New stem cell research development has put ethical dilemma debate in the dark
Recently in the last 2 to 3 years scientists have developed new ways of producing stem cells without killing embryos
A stem cell is a comparatively unspecialised cell that is able of being reproduced and under the right conditions can transform into another type of specialised tissue cell. Stem cells can be transformed into any tissue within the body. Tissues such as the heart and other organs which can then effectively take the place of spoiled or unhealthy organs and treat medical situations such as Parkinson’s disease, diabetes and spinal injuries. This growth of body parts is easily a possibility with the use of stem cells and revolutionises medicine in terms of curing diseases and sicknesses.
Scientists have been undertaking embryonic stem cell research for many years now and in numerous jurisdictions this research is seen as very unethical. This is because when stem cells are extracted from an embryo the embryo will be destroyed. This ultimately means that a life is being destroyed and this in parts of the world is seen as ethically wrong.
The recent development in this stem cell research is a way of producing stem cells without killing embryos. The scientists from the Universities of Edinburgh and Toronto have developed a procedure in which to reprogram entirely differentiated cells to become induced pluripotent (pluripotent - under the right conditions can transform into another type of specialised tissue cell) stem cells, which then behave like embryonic stem cells. This developmental technique is based on introducing transcription elements that are characteristic of stem cells into differentiated cells, such as skin cells.

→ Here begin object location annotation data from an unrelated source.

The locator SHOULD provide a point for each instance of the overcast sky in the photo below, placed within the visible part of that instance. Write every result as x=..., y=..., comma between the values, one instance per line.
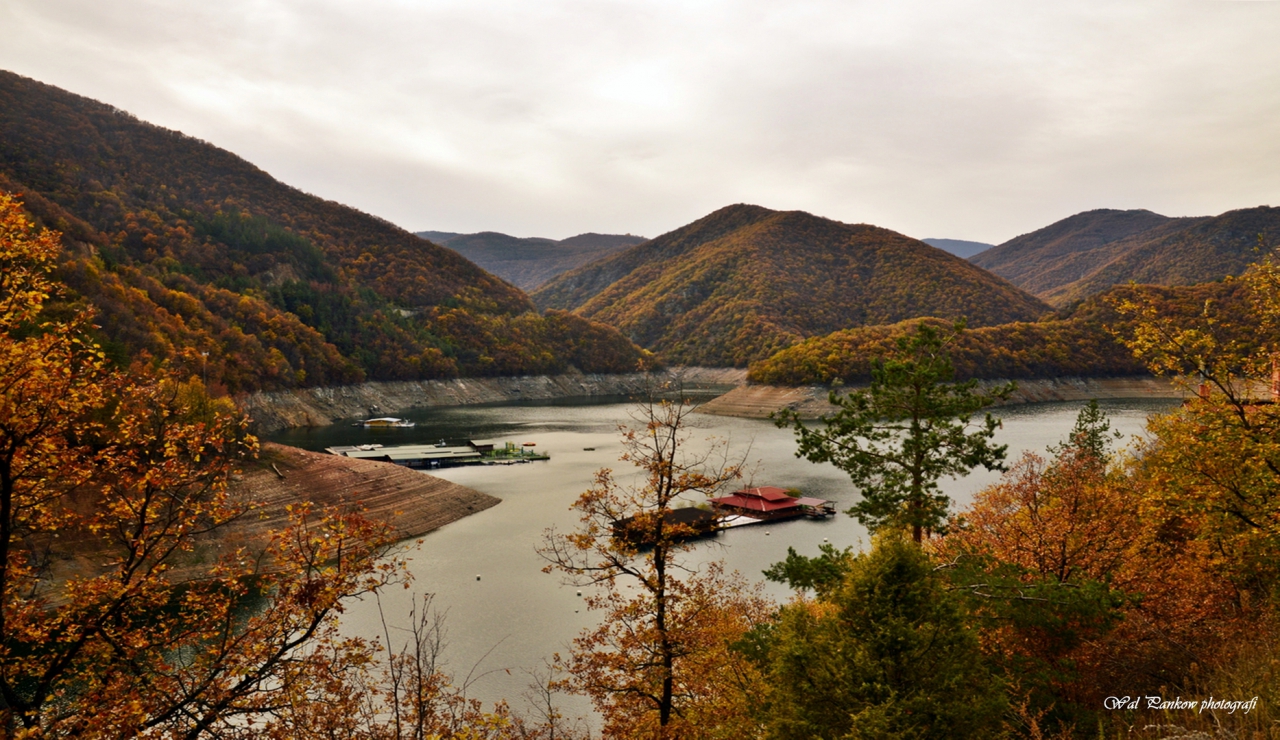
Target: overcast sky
x=965, y=119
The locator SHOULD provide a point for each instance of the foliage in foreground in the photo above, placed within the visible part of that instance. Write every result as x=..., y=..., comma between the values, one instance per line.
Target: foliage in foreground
x=113, y=483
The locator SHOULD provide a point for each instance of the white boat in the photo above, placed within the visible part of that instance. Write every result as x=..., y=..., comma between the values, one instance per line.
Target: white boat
x=387, y=421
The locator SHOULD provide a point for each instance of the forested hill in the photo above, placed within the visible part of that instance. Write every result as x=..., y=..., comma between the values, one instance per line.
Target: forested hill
x=184, y=249
x=1088, y=252
x=1075, y=342
x=745, y=281
x=530, y=261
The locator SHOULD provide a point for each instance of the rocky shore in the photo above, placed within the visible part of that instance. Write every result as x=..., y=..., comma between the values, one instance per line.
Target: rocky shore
x=323, y=406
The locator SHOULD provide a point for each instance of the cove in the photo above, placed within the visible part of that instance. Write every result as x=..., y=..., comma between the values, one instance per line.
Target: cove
x=516, y=616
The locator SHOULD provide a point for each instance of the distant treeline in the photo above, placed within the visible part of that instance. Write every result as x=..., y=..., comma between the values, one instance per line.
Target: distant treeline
x=1079, y=342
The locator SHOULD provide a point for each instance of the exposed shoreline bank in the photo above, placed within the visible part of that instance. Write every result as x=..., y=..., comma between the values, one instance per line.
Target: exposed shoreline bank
x=810, y=401
x=304, y=407
x=273, y=411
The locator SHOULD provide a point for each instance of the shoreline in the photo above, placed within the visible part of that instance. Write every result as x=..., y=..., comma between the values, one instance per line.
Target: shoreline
x=810, y=401
x=301, y=407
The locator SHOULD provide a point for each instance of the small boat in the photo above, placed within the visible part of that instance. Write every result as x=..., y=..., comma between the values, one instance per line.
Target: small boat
x=387, y=423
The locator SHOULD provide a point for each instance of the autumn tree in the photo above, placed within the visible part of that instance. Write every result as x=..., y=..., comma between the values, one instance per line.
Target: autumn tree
x=906, y=430
x=1219, y=456
x=657, y=666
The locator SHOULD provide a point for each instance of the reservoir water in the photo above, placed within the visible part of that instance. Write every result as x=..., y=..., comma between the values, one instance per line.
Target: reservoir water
x=515, y=617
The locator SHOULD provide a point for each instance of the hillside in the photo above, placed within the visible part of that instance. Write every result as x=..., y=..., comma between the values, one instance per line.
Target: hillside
x=745, y=281
x=959, y=247
x=192, y=255
x=1077, y=343
x=1201, y=250
x=529, y=263
x=1088, y=252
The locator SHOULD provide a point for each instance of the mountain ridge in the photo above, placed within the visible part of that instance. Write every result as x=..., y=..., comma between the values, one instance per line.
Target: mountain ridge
x=745, y=281
x=529, y=263
x=1087, y=252
x=195, y=256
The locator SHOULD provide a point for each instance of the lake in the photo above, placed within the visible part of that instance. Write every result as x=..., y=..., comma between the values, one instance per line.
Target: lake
x=516, y=616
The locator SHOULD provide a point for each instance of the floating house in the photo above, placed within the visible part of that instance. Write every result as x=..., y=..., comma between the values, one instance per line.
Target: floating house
x=771, y=503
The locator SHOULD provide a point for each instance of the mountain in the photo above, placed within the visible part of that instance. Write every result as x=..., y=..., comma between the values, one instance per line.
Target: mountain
x=1198, y=251
x=745, y=281
x=959, y=247
x=530, y=263
x=1086, y=254
x=191, y=255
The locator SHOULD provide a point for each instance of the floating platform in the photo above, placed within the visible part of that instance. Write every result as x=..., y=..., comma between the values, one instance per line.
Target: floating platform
x=435, y=456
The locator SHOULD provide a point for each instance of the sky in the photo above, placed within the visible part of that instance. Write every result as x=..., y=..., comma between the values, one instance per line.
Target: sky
x=977, y=119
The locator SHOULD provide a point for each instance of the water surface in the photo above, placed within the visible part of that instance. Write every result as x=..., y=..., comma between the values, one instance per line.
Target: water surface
x=516, y=616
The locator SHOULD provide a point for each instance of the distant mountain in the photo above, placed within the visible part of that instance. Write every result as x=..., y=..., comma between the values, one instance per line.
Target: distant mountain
x=438, y=237
x=529, y=263
x=744, y=282
x=959, y=247
x=186, y=250
x=1075, y=342
x=1088, y=252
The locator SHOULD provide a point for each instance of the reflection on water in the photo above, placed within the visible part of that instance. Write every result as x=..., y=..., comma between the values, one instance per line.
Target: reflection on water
x=516, y=616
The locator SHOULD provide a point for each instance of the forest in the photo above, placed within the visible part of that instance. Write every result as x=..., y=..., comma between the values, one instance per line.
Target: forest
x=1084, y=576
x=744, y=282
x=192, y=256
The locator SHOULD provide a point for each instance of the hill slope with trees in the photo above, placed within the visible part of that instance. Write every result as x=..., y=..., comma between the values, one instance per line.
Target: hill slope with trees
x=745, y=281
x=531, y=261
x=1088, y=252
x=195, y=256
x=1078, y=342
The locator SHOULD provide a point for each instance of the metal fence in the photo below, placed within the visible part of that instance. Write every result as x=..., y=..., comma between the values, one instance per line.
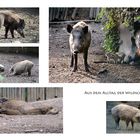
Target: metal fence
x=31, y=94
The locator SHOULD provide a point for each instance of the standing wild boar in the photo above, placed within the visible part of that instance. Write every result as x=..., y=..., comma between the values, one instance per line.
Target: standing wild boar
x=79, y=41
x=137, y=42
x=126, y=113
x=18, y=107
x=11, y=21
x=22, y=67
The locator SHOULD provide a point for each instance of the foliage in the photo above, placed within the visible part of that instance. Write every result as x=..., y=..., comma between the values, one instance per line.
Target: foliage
x=111, y=18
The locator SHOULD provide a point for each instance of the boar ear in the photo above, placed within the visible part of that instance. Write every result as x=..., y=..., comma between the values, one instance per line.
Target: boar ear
x=69, y=28
x=85, y=29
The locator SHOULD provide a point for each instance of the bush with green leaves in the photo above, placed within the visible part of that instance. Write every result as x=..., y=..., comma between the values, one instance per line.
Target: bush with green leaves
x=111, y=19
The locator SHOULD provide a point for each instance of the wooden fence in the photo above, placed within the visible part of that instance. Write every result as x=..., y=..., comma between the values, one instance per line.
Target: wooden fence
x=31, y=94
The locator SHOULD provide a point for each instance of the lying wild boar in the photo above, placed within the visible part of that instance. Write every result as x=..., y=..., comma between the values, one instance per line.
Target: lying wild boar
x=18, y=107
x=126, y=113
x=21, y=67
x=79, y=41
x=12, y=21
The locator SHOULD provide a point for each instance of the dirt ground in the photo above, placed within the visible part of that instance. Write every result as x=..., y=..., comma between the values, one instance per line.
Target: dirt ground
x=100, y=71
x=31, y=18
x=34, y=123
x=110, y=123
x=9, y=59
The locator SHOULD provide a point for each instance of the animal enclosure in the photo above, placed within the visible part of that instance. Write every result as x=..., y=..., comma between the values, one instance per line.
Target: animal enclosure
x=110, y=122
x=31, y=94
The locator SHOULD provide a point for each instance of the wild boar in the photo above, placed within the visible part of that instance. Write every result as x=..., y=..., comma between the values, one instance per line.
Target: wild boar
x=12, y=21
x=126, y=113
x=22, y=67
x=79, y=41
x=18, y=107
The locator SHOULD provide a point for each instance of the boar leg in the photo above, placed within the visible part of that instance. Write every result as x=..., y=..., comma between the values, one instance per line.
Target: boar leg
x=85, y=60
x=6, y=31
x=72, y=59
x=75, y=62
x=12, y=32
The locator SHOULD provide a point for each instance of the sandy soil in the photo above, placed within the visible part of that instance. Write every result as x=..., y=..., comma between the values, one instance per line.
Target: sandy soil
x=59, y=61
x=34, y=123
x=31, y=17
x=9, y=59
x=110, y=123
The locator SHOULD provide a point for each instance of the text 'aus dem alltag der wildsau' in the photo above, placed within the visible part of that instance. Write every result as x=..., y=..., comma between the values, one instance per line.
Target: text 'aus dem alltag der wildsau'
x=112, y=92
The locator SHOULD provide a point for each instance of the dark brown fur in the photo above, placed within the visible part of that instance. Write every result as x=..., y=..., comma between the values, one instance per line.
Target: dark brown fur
x=11, y=21
x=17, y=107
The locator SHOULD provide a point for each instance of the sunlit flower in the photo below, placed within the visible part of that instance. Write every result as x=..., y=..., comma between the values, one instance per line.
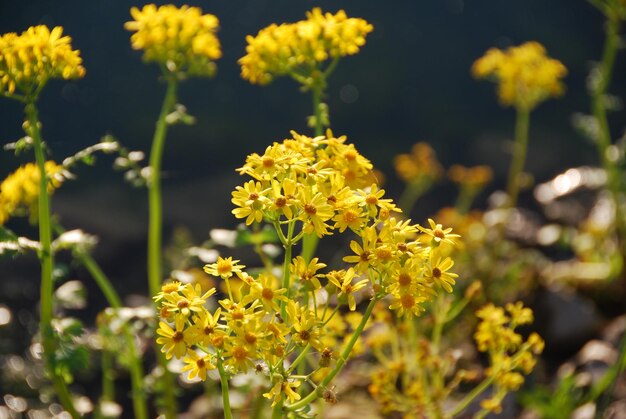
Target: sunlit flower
x=19, y=192
x=29, y=60
x=180, y=39
x=525, y=75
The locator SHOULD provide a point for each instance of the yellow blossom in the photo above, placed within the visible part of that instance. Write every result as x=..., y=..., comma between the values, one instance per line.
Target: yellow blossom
x=525, y=75
x=180, y=39
x=29, y=60
x=20, y=190
x=296, y=48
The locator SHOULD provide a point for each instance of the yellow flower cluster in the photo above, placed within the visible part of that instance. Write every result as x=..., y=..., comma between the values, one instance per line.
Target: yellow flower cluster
x=301, y=186
x=508, y=352
x=419, y=165
x=525, y=75
x=183, y=40
x=29, y=60
x=20, y=190
x=297, y=49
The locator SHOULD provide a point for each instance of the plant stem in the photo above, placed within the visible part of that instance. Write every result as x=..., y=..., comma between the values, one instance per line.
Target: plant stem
x=225, y=396
x=135, y=367
x=522, y=121
x=476, y=391
x=313, y=395
x=47, y=263
x=155, y=276
x=310, y=240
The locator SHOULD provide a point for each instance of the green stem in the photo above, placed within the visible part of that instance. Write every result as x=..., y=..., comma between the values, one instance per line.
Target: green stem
x=522, y=121
x=47, y=263
x=225, y=396
x=155, y=276
x=469, y=398
x=135, y=367
x=313, y=395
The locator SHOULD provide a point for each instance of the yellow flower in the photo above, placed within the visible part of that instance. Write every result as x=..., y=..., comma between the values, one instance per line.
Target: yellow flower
x=180, y=39
x=343, y=281
x=29, y=60
x=174, y=341
x=307, y=272
x=224, y=268
x=526, y=76
x=298, y=48
x=436, y=271
x=20, y=190
x=197, y=365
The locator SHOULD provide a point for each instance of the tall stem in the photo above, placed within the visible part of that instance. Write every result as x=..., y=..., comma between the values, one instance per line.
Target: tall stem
x=345, y=354
x=155, y=275
x=310, y=240
x=135, y=367
x=47, y=262
x=225, y=396
x=522, y=122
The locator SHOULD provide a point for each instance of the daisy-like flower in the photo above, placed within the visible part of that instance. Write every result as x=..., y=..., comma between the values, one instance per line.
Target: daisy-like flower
x=251, y=201
x=180, y=39
x=197, y=365
x=315, y=212
x=174, y=341
x=343, y=281
x=364, y=255
x=29, y=60
x=436, y=271
x=438, y=234
x=188, y=300
x=282, y=389
x=264, y=289
x=224, y=267
x=351, y=217
x=307, y=272
x=205, y=326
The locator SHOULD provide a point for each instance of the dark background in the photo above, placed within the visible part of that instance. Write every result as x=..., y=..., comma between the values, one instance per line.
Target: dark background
x=413, y=83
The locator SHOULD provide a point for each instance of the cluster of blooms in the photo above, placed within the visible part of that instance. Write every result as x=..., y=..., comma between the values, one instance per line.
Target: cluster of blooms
x=181, y=39
x=20, y=190
x=420, y=164
x=29, y=60
x=526, y=76
x=508, y=352
x=305, y=185
x=298, y=48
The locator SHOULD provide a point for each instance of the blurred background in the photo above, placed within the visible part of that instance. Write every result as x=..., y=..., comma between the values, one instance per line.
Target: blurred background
x=411, y=82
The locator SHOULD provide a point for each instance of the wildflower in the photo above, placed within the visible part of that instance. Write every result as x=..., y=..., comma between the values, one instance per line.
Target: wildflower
x=343, y=281
x=174, y=341
x=188, y=300
x=288, y=388
x=307, y=272
x=265, y=291
x=438, y=234
x=437, y=271
x=224, y=268
x=526, y=76
x=197, y=365
x=291, y=49
x=251, y=200
x=180, y=39
x=20, y=190
x=29, y=60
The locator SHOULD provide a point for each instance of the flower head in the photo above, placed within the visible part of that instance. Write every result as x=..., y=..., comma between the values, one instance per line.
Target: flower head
x=525, y=75
x=294, y=48
x=29, y=60
x=20, y=190
x=181, y=39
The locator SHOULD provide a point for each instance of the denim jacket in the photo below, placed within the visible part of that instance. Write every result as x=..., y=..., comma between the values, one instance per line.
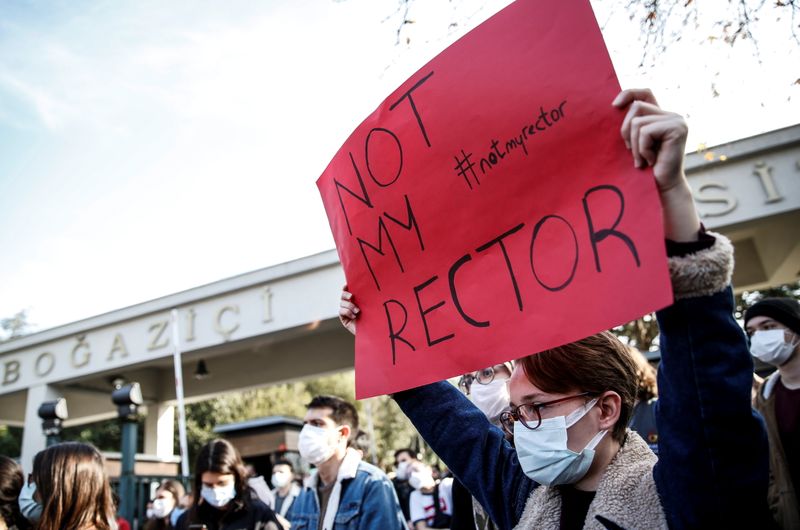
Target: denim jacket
x=368, y=501
x=712, y=470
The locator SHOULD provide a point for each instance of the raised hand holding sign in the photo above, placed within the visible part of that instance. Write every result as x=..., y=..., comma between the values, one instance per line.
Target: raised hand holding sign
x=488, y=208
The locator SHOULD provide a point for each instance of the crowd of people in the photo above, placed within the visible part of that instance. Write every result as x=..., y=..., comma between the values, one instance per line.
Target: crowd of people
x=578, y=436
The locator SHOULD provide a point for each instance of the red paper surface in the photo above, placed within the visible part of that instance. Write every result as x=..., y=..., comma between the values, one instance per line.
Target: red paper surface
x=488, y=209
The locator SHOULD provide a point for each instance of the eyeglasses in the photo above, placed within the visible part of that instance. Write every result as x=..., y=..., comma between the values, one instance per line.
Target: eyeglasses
x=529, y=414
x=482, y=377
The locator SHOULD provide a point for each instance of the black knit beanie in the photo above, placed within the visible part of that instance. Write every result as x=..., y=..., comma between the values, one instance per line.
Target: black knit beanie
x=784, y=310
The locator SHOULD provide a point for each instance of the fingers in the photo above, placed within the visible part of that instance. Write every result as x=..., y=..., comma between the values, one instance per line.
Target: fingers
x=626, y=97
x=643, y=144
x=348, y=309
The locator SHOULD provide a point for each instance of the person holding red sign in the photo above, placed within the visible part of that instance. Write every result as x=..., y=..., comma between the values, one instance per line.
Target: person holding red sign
x=573, y=462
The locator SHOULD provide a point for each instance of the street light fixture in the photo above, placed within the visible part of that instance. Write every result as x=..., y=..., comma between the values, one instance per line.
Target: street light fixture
x=53, y=414
x=128, y=398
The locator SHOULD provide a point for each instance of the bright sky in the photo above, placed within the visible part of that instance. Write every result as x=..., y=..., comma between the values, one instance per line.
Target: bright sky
x=149, y=147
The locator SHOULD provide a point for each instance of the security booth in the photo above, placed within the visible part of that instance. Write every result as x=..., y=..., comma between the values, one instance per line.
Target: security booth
x=264, y=441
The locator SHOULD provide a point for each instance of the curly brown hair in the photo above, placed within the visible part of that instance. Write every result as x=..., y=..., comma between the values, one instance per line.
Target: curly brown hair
x=596, y=364
x=72, y=482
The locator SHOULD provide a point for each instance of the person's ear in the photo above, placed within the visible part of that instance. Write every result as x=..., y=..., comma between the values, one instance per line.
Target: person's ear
x=610, y=405
x=345, y=430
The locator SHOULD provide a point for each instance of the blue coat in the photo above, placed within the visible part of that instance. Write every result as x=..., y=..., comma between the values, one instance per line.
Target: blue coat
x=368, y=501
x=713, y=461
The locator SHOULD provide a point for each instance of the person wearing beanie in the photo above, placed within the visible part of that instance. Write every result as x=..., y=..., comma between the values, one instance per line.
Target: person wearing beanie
x=773, y=325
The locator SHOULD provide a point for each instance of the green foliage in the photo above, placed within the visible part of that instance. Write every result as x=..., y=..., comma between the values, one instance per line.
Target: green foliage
x=392, y=429
x=106, y=435
x=10, y=441
x=15, y=326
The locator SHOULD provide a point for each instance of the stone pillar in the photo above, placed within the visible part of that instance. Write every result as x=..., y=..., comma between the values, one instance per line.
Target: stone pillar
x=159, y=430
x=33, y=439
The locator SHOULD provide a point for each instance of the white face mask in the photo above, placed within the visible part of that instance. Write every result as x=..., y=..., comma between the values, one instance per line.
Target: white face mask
x=421, y=479
x=543, y=452
x=770, y=346
x=162, y=507
x=402, y=470
x=491, y=399
x=217, y=497
x=315, y=444
x=280, y=479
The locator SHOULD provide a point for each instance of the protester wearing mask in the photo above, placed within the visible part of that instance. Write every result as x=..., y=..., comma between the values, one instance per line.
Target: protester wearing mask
x=222, y=498
x=68, y=488
x=11, y=482
x=343, y=492
x=403, y=459
x=488, y=390
x=574, y=463
x=164, y=509
x=431, y=502
x=285, y=489
x=773, y=325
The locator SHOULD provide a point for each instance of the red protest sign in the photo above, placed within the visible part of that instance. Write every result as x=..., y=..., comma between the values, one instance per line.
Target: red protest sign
x=488, y=209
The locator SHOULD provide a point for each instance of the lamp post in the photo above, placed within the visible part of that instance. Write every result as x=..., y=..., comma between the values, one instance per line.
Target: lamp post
x=53, y=413
x=127, y=398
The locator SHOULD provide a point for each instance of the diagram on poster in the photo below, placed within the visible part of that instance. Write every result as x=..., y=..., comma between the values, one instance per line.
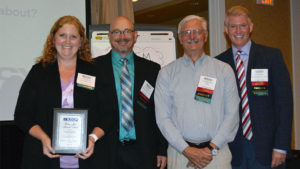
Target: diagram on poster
x=157, y=46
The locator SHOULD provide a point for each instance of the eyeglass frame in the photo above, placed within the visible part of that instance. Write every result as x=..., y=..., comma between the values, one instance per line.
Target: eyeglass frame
x=189, y=32
x=119, y=32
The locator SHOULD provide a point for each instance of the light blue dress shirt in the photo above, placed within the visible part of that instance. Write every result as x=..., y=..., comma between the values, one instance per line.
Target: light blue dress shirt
x=117, y=66
x=181, y=118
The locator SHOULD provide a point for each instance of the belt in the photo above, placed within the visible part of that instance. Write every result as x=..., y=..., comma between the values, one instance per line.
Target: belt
x=201, y=145
x=127, y=142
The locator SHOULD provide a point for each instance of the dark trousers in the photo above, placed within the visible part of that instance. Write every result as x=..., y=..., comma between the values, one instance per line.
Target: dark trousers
x=249, y=159
x=128, y=157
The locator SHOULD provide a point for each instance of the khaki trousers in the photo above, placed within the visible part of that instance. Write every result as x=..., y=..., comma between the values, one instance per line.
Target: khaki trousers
x=222, y=160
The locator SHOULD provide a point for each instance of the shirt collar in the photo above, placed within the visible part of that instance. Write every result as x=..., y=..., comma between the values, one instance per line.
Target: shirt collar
x=116, y=58
x=245, y=49
x=189, y=61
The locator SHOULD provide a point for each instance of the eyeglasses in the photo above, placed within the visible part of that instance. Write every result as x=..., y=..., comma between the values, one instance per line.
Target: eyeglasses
x=189, y=32
x=118, y=32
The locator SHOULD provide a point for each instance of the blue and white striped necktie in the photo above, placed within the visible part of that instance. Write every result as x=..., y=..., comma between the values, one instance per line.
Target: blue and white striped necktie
x=126, y=97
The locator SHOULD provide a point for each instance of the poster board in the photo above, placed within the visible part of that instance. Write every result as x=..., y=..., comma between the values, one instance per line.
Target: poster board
x=154, y=42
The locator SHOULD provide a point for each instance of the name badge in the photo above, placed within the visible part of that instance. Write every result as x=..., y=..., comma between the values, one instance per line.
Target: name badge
x=259, y=82
x=205, y=89
x=86, y=81
x=146, y=91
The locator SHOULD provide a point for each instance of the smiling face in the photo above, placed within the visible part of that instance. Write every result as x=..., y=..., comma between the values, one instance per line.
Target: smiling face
x=193, y=36
x=239, y=29
x=122, y=36
x=67, y=41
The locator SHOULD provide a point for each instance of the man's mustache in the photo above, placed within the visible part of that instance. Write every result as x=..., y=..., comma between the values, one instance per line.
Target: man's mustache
x=123, y=40
x=192, y=40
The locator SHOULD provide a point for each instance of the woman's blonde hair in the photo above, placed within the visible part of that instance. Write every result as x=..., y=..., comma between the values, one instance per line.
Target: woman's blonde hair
x=49, y=52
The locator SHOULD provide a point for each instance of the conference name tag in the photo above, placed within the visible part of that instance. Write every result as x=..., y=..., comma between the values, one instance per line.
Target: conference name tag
x=146, y=91
x=86, y=81
x=259, y=82
x=205, y=89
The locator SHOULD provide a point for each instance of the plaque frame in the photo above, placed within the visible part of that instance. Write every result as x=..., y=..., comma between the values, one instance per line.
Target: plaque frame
x=60, y=114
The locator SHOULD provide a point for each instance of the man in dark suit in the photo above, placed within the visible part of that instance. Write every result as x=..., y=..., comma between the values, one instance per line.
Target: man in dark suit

In America there are large right wing groups who are pro-life enthusiasts who do not endorse embryonic stem cell research. Due to America’s democratic society this means that the study of stem cells in America is very limited and behind compared to the rest of the world. This was the case until recently when these scientists from the Edinburgh university team developed this method. Sir Ian Wilmut who led the team of scientists on the Dolly the Sheep campaign from Edinburgh University said what a significant advance this new development is. This now means that stem cell research in America can now take place without disturbing the pro life groups. In fact this new development has been welcomed and applauded from the pro-life religious groups.
The induced pluripotent stem cell aspect of this development is very promising due to the fact that cells can be made from a patient’s own skin and thus carry the same DNA and can be implemented on patients without causing infection and without the body’s immune system resisting the change.
There will still be some time before this breakthrough development can be carried out on patients because scientists are still trying to find reliable methods of transforming the stem cells into different types of tissues.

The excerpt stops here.